カナリア

カナリア 4/23 京都シネマ
★★★★★
→今最もその活動が注目されている監督の一人、塩田明彦の作品。「誰も知らない」のように大人の世界にさらされた子供の物語ではあるが、そのメッセージ性はより強烈。オウム事件を題材に、ひりひりするほどのリアリズムを貫きながらもラストで現実を飛び越えてみせる展開を見せてくれる。泣けるラストを期待していた人は裏切られた気持だろうが、俺はこの力強いラストを大いに支持する。谷村美月がいい。「まんてん」の時は本当に小さな女の子だったのにこんな力強い演技できるようになったとは。次回作も楽しみ。

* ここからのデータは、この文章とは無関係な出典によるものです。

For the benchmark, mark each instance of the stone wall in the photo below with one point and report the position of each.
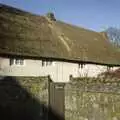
(24, 98)
(92, 99)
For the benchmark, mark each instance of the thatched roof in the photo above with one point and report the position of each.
(25, 34)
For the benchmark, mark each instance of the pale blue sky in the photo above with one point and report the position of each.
(92, 14)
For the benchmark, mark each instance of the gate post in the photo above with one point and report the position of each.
(56, 99)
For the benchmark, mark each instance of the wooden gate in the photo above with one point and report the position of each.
(56, 98)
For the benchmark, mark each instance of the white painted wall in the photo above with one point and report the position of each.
(58, 71)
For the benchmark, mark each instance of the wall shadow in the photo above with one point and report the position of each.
(16, 103)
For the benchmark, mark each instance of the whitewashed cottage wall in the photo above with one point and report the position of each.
(58, 71)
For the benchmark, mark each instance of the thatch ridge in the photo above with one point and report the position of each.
(26, 34)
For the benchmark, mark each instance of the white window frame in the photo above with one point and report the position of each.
(46, 63)
(17, 62)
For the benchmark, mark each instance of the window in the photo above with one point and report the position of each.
(16, 61)
(46, 63)
(81, 65)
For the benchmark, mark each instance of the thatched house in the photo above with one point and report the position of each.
(32, 45)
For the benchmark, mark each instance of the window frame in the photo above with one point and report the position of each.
(17, 62)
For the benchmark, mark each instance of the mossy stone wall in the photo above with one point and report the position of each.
(92, 99)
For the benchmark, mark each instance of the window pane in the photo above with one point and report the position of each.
(21, 62)
(11, 61)
(17, 61)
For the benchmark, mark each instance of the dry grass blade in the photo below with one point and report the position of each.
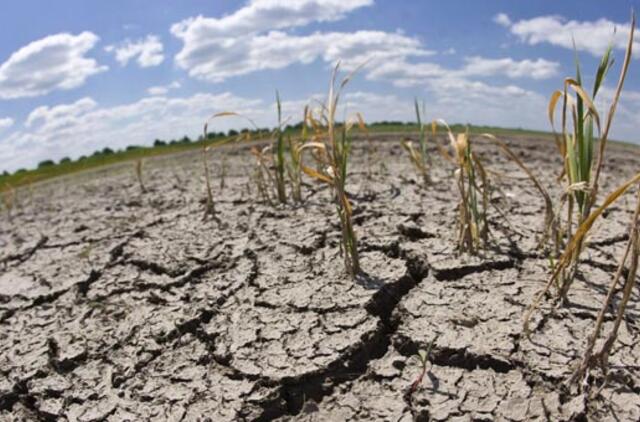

石田法嗣は「バーバー吉野」の東京から来たおしゃれな子供の印象が強かったけど、恐ろしい目つきをしてましたよ。大人を代表するのは西島秀俊甲田益也子西島秀俊の特性ってのは、空気になじまないのままに嫌悪感のない存在感を発揮するところにあると思うのだが脱会した信者という役柄はその特性にまさにぴったりであった。甲田益也子も必死になって生きている女という感じがよくでていた。それから盲目のおばあさんを演じた井上雪子。何でもないシーンであるのだが、鶴を折るシーンでは思わず涙がこぼれてしまった。「月光の囁き」のつぐみと水橋研二の使い方もうまい。「銀色の道」をはじめとした音楽の使い方も秀逸でサントラも買いです。